All of lore.kernel.org
 help / color / mirror / Atom feed
From: Max Reitz <mreitz@redhat.com>
To: Vladimir Sementsov-Ogievskiy <vsementsov@virtuozzo.com>,
	qemu-block@nongnu.org, qemu-devel@nongnu.org
Cc: fam@euphon.net, stefanha@redhat.com, jcody@redhat.com,
	kwolf@redhat.com, den@openvz.org, eblake@redhat.com,
	jsnow@redhat.com
Subject: Re: [Qemu-devel] [PATCH v5 07/11] block: introduce backup-top filter driver
Date: Wed, 16 Jan 2019 17:02:07 +0100	[thread overview]
Message-ID: <5a822e18-6967-5059-bf21-6891aa701af4@redhat.com> (raw)
In-Reply-To: <20181229122027.42245-8-vsementsov@virtuozzo.com>

[-- Attachment #1: Type: text/plain, Size: 15568 bytes --]

On 29.12.18 13:20, Vladimir Sementsov-Ogievskiy wrote:
> Backup-top filter does copy-before-write operation.
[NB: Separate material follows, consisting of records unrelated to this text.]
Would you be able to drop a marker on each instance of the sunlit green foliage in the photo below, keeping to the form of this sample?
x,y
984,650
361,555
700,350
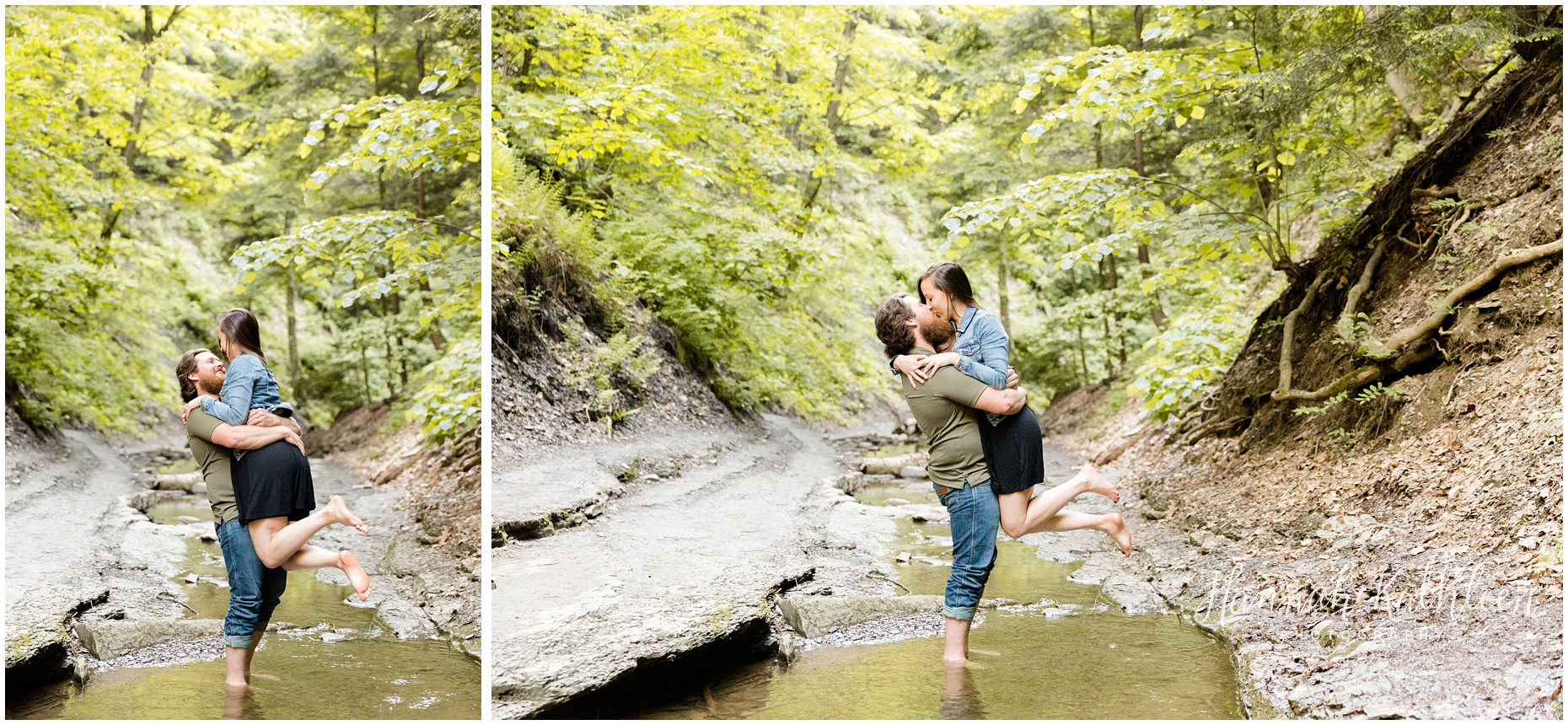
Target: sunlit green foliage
x,y
149,145
705,138
1119,181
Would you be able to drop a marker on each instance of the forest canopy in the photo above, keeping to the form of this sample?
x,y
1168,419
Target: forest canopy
x,y
317,165
1126,185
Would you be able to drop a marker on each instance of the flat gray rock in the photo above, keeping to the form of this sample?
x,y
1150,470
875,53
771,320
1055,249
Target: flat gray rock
x,y
817,615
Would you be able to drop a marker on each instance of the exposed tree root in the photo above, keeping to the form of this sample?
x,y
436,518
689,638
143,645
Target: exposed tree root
x,y
1402,340
1356,379
1431,324
1211,429
1345,324
1287,344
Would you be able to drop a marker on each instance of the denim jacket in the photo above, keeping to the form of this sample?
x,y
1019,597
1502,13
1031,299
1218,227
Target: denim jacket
x,y
982,347
982,351
246,384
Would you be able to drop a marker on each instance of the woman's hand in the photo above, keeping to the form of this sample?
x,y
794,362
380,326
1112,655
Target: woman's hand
x,y
262,418
185,411
910,366
929,364
293,440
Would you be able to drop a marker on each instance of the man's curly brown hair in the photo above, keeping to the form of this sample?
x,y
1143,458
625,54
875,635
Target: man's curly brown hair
x,y
182,371
891,330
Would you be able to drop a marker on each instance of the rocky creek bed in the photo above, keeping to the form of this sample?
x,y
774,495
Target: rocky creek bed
x,y
129,611
681,586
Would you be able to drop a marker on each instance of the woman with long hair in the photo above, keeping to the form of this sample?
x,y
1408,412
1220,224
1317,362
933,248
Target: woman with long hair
x,y
1013,449
271,486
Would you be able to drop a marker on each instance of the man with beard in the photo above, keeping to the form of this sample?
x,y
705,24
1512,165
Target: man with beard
x,y
255,588
944,410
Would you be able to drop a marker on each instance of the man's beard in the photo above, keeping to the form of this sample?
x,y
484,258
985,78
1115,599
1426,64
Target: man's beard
x,y
937,331
209,384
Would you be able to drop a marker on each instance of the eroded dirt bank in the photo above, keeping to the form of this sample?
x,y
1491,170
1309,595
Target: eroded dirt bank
x,y
1391,548
83,550
667,579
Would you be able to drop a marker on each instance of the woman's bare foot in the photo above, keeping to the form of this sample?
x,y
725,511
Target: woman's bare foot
x,y
337,510
357,573
1098,484
1119,529
964,663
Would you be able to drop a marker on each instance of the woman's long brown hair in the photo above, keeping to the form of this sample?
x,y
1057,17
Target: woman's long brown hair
x,y
240,328
949,278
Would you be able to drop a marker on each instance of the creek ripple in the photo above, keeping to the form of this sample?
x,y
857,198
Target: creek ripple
x,y
1065,652
326,659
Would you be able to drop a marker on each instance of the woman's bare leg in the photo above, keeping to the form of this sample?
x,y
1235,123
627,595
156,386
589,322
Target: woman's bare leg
x,y
1023,515
315,557
1109,523
277,540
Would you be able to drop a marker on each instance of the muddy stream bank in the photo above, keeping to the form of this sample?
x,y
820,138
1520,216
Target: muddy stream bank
x,y
1062,647
665,593
148,645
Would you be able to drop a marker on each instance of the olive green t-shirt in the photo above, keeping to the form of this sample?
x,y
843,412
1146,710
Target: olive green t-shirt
x,y
213,462
942,408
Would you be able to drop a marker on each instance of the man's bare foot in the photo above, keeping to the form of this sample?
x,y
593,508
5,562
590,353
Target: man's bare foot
x,y
337,510
357,573
1099,484
963,663
1119,529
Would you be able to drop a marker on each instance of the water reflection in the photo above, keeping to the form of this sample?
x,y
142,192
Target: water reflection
x,y
1076,659
336,661
960,697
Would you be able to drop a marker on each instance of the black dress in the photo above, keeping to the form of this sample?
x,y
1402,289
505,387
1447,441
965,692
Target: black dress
x,y
1013,451
273,481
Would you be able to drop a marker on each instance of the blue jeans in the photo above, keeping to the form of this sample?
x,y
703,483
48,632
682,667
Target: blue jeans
x,y
974,517
255,588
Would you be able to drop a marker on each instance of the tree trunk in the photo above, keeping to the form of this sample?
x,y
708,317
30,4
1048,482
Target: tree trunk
x,y
840,76
291,294
1137,45
1001,287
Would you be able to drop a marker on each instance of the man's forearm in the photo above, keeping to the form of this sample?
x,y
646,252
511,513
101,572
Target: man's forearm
x,y
248,437
1002,402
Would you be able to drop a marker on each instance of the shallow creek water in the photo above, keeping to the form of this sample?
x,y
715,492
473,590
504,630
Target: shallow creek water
x,y
1065,653
331,661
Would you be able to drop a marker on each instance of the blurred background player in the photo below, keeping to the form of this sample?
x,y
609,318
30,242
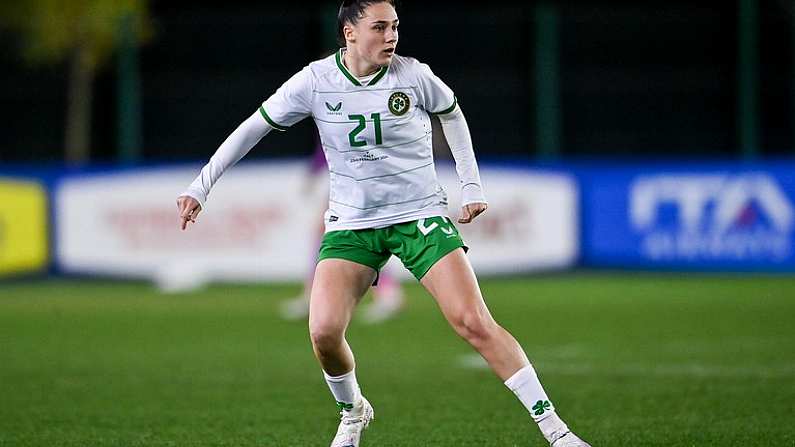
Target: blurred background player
x,y
387,294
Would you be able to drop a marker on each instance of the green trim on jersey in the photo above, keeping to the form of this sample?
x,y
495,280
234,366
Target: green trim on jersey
x,y
351,77
447,110
378,76
419,244
270,121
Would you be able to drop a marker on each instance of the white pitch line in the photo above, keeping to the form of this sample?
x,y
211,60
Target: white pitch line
x,y
576,368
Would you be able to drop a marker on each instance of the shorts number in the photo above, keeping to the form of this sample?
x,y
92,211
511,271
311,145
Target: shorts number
x,y
425,230
376,117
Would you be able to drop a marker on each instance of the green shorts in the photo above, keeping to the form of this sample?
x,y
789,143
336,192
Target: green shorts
x,y
419,244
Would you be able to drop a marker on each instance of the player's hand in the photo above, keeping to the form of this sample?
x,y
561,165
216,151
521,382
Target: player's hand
x,y
471,211
188,208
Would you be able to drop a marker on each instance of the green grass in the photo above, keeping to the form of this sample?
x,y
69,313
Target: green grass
x,y
650,360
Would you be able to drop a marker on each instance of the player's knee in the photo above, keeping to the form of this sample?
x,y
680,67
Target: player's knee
x,y
475,326
325,337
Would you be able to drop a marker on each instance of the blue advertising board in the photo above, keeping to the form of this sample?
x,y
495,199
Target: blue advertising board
x,y
732,217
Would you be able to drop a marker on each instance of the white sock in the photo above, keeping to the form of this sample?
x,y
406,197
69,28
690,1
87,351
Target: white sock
x,y
345,389
526,386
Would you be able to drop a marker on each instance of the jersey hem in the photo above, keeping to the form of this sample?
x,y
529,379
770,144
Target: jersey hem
x,y
385,222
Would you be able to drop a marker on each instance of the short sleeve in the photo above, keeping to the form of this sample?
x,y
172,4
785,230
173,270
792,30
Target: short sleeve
x,y
291,103
437,97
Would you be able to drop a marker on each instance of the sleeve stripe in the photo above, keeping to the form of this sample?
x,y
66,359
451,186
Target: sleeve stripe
x,y
449,109
270,121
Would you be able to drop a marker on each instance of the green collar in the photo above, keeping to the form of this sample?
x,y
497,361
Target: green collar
x,y
352,78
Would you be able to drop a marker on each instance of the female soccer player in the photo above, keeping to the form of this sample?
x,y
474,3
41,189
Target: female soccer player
x,y
372,109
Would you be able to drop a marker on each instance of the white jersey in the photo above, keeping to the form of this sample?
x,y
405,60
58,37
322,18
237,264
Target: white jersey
x,y
376,138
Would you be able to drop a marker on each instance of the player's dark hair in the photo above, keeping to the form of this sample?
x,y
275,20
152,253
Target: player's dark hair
x,y
350,12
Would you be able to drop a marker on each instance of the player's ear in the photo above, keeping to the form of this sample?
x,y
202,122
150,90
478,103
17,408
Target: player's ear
x,y
349,32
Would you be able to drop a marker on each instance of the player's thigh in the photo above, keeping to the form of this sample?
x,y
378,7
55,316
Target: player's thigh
x,y
337,287
452,283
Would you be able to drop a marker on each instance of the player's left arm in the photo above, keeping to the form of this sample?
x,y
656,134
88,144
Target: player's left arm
x,y
456,132
437,98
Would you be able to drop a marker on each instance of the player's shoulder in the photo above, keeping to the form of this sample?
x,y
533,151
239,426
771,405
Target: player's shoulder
x,y
406,64
321,68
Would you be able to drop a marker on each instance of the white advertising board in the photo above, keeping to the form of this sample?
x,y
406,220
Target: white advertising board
x,y
263,223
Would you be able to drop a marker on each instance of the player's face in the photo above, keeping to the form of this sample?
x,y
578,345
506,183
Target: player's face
x,y
375,35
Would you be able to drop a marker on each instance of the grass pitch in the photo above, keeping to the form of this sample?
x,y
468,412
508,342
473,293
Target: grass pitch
x,y
643,360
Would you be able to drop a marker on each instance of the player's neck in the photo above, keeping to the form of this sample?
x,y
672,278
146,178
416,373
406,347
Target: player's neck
x,y
358,66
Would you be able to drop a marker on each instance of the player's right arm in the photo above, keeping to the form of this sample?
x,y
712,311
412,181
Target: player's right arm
x,y
235,147
288,105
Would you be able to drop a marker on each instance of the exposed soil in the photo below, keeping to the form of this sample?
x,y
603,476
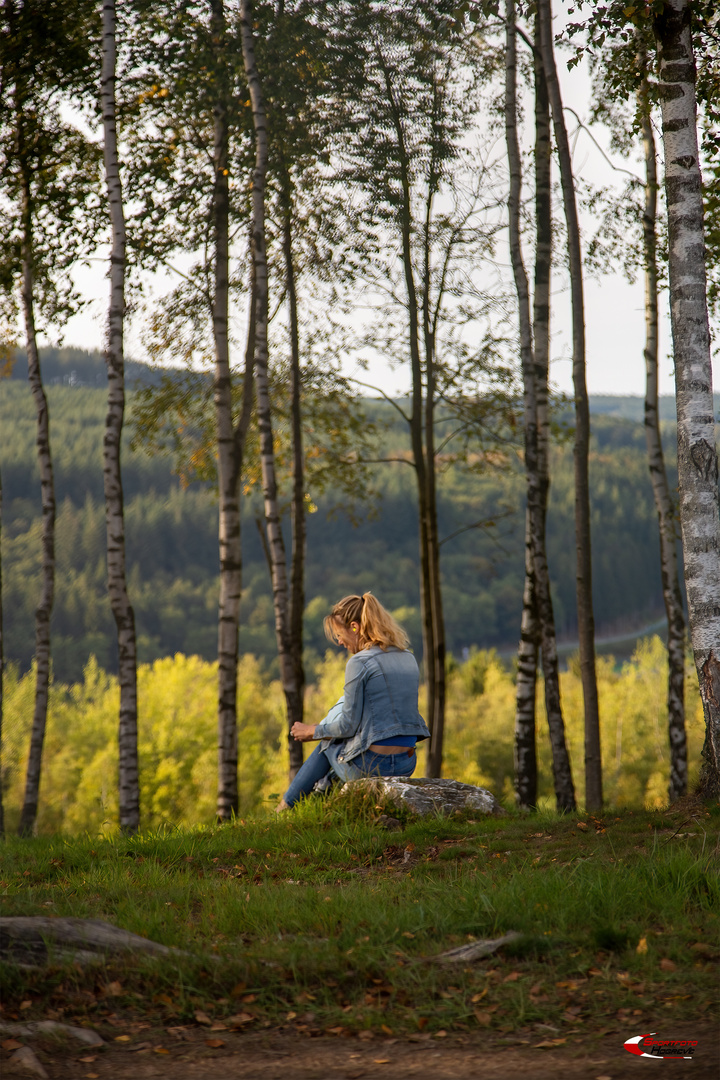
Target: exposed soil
x,y
290,1056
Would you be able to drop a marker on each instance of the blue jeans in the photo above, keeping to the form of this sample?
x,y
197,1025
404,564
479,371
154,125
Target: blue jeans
x,y
365,765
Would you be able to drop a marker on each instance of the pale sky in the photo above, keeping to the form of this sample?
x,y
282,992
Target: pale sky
x,y
614,309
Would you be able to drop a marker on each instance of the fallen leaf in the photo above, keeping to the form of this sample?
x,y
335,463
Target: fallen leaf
x,y
240,1018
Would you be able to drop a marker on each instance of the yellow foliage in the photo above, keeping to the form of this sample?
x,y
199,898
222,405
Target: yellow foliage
x,y
177,737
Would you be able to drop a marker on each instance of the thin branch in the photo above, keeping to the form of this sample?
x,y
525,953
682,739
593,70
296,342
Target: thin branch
x,y
368,386
584,126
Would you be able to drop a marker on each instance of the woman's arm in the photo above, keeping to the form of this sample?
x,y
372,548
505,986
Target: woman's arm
x,y
344,718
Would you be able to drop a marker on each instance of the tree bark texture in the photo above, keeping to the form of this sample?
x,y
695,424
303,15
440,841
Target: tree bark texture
x,y
534,347
697,456
44,607
122,609
2,672
298,503
583,572
422,419
668,557
229,535
526,759
275,542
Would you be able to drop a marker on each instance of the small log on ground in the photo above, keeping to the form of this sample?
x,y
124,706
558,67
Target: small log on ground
x,y
474,950
52,1027
426,796
37,941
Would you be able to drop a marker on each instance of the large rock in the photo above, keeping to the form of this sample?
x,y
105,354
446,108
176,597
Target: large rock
x,y
424,796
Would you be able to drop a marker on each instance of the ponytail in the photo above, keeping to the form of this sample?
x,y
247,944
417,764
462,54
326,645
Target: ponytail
x,y
377,625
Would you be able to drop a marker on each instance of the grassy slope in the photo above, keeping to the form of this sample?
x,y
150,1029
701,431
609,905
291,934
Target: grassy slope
x,y
317,921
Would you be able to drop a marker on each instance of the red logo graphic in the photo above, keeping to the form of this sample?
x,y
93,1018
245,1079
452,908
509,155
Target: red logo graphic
x,y
647,1045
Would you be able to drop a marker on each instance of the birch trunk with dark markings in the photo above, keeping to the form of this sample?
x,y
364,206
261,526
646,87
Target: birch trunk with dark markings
x,y
229,459
2,672
583,571
275,542
122,609
697,456
298,504
668,558
44,608
538,624
526,757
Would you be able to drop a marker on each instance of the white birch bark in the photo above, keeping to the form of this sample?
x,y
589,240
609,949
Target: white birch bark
x,y
2,672
697,457
538,620
583,571
669,575
273,527
229,526
44,607
122,609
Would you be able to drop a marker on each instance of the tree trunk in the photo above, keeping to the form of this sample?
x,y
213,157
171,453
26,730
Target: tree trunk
x,y
298,504
697,457
526,751
538,621
122,609
2,673
275,542
668,558
44,608
526,760
229,535
565,793
583,572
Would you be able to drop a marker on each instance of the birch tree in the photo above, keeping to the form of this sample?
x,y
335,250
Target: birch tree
x,y
697,456
122,609
538,623
407,103
182,99
583,566
49,176
669,572
291,685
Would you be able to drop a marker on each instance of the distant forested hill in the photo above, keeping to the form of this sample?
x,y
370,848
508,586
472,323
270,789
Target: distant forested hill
x,y
173,550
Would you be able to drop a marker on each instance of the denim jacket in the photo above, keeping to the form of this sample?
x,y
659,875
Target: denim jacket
x,y
380,700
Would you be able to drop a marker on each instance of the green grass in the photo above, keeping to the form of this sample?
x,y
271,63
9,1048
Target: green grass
x,y
322,919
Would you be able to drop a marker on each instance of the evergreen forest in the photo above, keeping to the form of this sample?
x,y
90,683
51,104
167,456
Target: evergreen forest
x,y
172,539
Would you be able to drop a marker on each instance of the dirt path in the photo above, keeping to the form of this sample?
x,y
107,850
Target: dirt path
x,y
275,1055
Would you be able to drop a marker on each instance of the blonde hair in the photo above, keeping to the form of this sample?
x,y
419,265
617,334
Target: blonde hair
x,y
377,625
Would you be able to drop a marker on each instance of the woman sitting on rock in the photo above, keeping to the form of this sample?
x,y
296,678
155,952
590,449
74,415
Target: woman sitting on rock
x,y
372,730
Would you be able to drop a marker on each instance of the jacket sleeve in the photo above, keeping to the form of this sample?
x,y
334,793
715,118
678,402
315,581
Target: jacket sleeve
x,y
344,718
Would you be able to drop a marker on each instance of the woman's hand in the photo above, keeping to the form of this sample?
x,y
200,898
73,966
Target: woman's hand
x,y
303,732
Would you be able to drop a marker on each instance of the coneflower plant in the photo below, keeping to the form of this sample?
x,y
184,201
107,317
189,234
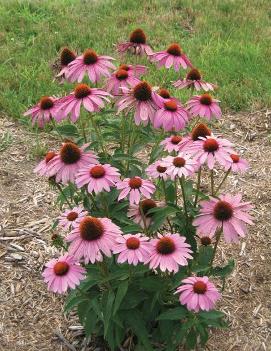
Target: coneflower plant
x,y
143,210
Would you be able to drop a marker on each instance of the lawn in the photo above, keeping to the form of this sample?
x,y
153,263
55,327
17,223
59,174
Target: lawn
x,y
228,40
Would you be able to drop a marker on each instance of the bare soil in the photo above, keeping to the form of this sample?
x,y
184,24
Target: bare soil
x,y
32,319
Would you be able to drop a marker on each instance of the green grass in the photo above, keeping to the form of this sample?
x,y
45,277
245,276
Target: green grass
x,y
228,40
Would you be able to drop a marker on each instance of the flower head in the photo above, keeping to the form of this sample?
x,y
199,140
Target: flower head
x,y
71,217
156,170
168,252
180,165
211,149
227,213
132,248
91,98
93,237
171,116
142,99
63,273
204,106
237,164
137,44
92,64
134,188
97,177
198,293
193,80
43,111
68,161
173,56
175,143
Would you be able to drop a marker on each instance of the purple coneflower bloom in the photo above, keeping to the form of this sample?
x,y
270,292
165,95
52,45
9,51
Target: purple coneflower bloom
x,y
134,188
227,213
63,273
133,249
193,80
142,99
71,217
172,116
91,98
204,106
89,63
198,293
211,149
169,251
93,237
97,177
68,161
43,111
136,44
173,56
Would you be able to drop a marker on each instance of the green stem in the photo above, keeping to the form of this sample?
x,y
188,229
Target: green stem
x,y
223,180
218,236
198,187
184,198
98,134
212,182
62,193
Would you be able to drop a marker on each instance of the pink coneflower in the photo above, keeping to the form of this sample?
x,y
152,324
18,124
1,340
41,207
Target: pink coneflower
x,y
180,165
172,116
42,167
198,293
43,111
173,56
63,273
169,251
204,106
136,44
132,248
66,57
142,99
134,70
120,79
193,80
92,237
97,177
212,149
145,218
156,170
237,165
134,188
175,143
227,213
91,98
90,63
71,217
70,159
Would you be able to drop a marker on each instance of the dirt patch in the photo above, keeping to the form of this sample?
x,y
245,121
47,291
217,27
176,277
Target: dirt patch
x,y
30,316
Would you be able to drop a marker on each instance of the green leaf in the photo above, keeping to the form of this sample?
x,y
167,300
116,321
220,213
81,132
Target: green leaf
x,y
137,324
121,292
211,314
173,314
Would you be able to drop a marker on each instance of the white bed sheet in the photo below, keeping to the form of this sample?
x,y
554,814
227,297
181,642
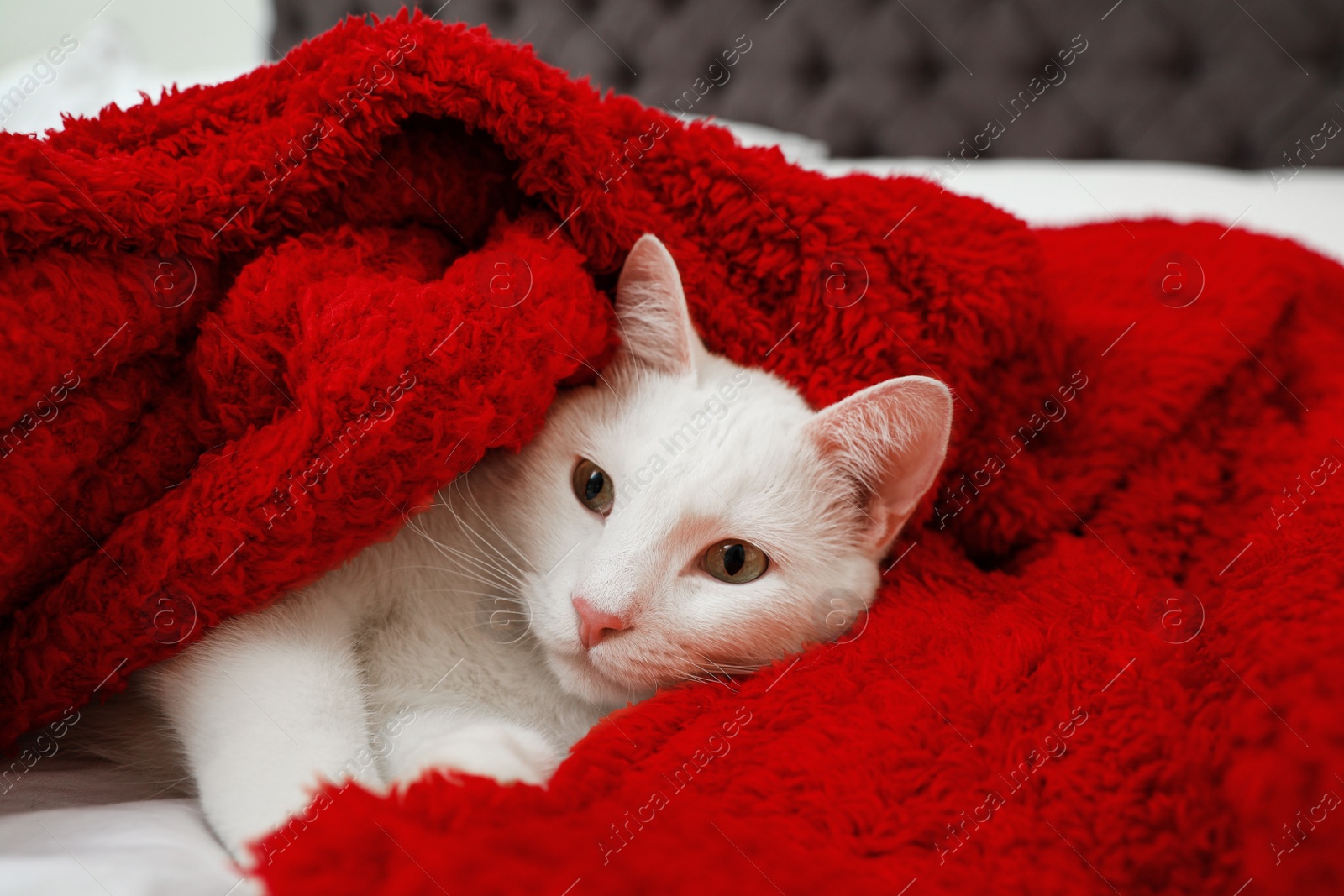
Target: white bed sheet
x,y
76,831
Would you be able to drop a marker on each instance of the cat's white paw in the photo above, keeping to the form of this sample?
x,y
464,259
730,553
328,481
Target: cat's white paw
x,y
499,750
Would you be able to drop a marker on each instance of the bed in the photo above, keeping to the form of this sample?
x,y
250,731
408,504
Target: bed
x,y
73,826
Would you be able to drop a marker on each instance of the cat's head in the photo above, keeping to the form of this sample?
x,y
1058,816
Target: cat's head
x,y
685,516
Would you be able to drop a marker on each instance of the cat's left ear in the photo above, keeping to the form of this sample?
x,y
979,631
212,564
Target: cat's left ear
x,y
891,439
651,311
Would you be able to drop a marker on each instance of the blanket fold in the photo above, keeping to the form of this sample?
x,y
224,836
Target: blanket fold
x,y
253,327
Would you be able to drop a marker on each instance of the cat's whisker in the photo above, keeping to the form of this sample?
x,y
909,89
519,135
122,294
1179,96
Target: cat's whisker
x,y
481,515
479,540
501,577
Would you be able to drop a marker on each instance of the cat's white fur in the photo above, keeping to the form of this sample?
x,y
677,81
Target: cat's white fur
x,y
456,645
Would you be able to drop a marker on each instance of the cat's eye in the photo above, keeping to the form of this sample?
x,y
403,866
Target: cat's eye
x,y
736,562
593,486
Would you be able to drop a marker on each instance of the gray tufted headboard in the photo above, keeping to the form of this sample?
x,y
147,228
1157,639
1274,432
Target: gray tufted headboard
x,y
1227,82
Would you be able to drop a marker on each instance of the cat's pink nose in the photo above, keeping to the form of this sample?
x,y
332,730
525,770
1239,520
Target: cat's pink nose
x,y
596,625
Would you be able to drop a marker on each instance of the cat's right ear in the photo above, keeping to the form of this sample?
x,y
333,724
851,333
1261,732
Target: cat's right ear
x,y
656,332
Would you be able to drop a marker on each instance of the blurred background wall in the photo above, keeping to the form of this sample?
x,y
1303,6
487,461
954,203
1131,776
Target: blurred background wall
x,y
1243,83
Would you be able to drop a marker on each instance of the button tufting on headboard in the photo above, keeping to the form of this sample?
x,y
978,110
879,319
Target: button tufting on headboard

It should be
> inserted above active disk and has a target node for CBW, like the
> following:
> 
>     +-------+
>     | Guest |
>     +---+---+
>         |r,w
>         v
>     +---+-----------+  target   +---------------+
>     | backup_top    |---------->| target(qcow2) |
>     +---+-----------+   CBW     +---+-----------+
>         |
> backing |r,w
>         v
>     +---+---------+
>     | Active disk |
>     +-------------+
> 
> The driver will be used in backup instead of write-notifiers.
> 
> Signed-off-by: Vladimir Sementsov-Ogievskiy <vsementsov@virtuozzo.com>
> ---
>  block/backup-top.h  |  43 +++++++
>  block/backup-top.c  | 306 ++++++++++++++++++++++++++++++++++++++++++++
>  block/Makefile.objs |   2 +
>  3 files changed, 351 insertions(+)
>  create mode 100644 block/backup-top.h
>  create mode 100644 block/backup-top.c

Looks good to me overall, comments below:

> diff --git a/block/backup-top.h b/block/backup-top.h
> new file mode 100644
> index 0000000000..abe4dda574
> --- /dev/null
> +++ b/block/backup-top.h
> @@ -0,0 +1,43 @@
> +/*
> + * backup-top filter driver
> + *
> + * The driver performs Copy-Before-Write (CBW) operation: it is injected above
> + * some node, and before each write it copies _old_ data to the target node.
> + *
> + * Copyright (c) 2018 Virtuozzo International GmbH. All rights reserved.
> + *
> + * Author:
> + *  Sementsov-Ogievskiy Vladimir <vsementsov@virtuozzo.com>
> + *
> + * This program is free software; you can redistribute it and/or modify
> + * it under the terms of the GNU General Public License as published by
> + * the Free Software Foundation; either version 2 of the License, or
> + * (at your option) any later version.
> + *
> + * This program is distributed in the hope that it will be useful,
> + * but WITHOUT ANY WARRANTY; without even the implied warranty of
> + * MERCHANTABILITY or FITNESS FOR A PARTICULAR PURPOSE.  See the
> + * GNU General Public License for more details.
> + *
> + * You should have received a copy of the GNU General Public License
> + * along with this program. If not, see <http://www.gnu.org/licenses/>.
> + */
> +

Include guards are missing here.

> +#include "qemu/osdep.h"
> +
> +#include "block/block_int.h"
> +
> +typedef struct BDRVBackupTopState {
> +    HBitmap *copy_bitmap; /* what should be copied to @target on guest write. */
> +    BdrvChild *target;
> +
> +    uint64_t bytes_copied;
> +} BDRVBackupTopState;
> +
> +void bdrv_backup_top_drop(BlockDriverState *bs);
> +uint64_t bdrv_backup_top_progress(BlockDriverState *bs);
> +
> +BlockDriverState *bdrv_backup_top_append(BlockDriverState *source,
> +                                         BlockDriverState *target,
> +                                         HBitmap *copy_bitmap,
> +                                         Error **errp);

A comment describing at least parts of the interface would be nice; for
instance, that @target will be forced into the same AioContext as
@source, or that the backup-top node will be an implicit node.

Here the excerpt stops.